# taz.de -- Wirksamkeit von Werbung: Wer knabbert, kauft nicht
       
       > Kauen verhindert die Aufnahme von Reklamebotschaften. Wer also im Kino
       > mit der Snacktüte raschelt, ist klar im Vorteil. Das hat neurologische
       > Gründe.
       
 (IMG) Bild: Des Werbers Feind: Popcorn.
       
       BERLIN taz | Popcorn gehört ins Kino wie die Oblaten in die Kirche. Das
       laute Rascheln der Tüten mag Cineasten zwar zur Weißglut treiben, doch sind
       vorschnelle Verurteilungen hier fehl am Platz.
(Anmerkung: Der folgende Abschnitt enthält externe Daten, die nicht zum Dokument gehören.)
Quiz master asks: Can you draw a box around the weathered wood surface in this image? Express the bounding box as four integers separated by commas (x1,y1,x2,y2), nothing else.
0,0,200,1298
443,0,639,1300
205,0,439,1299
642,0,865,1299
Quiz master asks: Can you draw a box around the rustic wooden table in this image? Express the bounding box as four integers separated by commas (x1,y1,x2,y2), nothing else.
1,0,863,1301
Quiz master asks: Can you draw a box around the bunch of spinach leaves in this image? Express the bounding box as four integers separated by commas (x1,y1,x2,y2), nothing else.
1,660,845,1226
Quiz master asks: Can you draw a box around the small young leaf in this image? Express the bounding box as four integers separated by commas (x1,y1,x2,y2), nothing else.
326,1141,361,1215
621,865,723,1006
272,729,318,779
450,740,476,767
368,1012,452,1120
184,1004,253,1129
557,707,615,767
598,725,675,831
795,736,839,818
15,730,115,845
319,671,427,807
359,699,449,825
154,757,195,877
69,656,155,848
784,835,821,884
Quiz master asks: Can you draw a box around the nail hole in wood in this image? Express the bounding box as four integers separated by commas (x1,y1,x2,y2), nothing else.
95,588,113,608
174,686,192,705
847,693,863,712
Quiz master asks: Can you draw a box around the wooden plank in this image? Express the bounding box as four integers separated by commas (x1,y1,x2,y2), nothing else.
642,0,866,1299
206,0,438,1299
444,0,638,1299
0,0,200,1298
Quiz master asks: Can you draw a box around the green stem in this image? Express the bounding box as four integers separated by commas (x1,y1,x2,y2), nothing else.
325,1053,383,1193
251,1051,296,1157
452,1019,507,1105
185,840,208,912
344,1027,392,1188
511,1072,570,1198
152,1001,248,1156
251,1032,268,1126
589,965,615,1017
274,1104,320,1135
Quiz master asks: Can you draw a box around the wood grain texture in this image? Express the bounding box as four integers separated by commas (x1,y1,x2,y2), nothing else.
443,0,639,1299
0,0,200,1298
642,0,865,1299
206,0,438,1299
Denn eine Studie von Ende
       September zeigt: Wer im Kino genüsslich knabbert, ist in den meisten Fällen
       nicht nur immun gegen die zischelnden Forderungen nach Ruhe von den
       umliegenden Plätzen, sondern ebenso gegen den Einfluss der vor den Filmen
       gezeigten Werbung.
       
       Der Grund dafür liegt in der Funktionsweise des menschlichen Gehirns:
       Eigen- oder Produktnamen merken wir uns über deren unbewusste Aussprache.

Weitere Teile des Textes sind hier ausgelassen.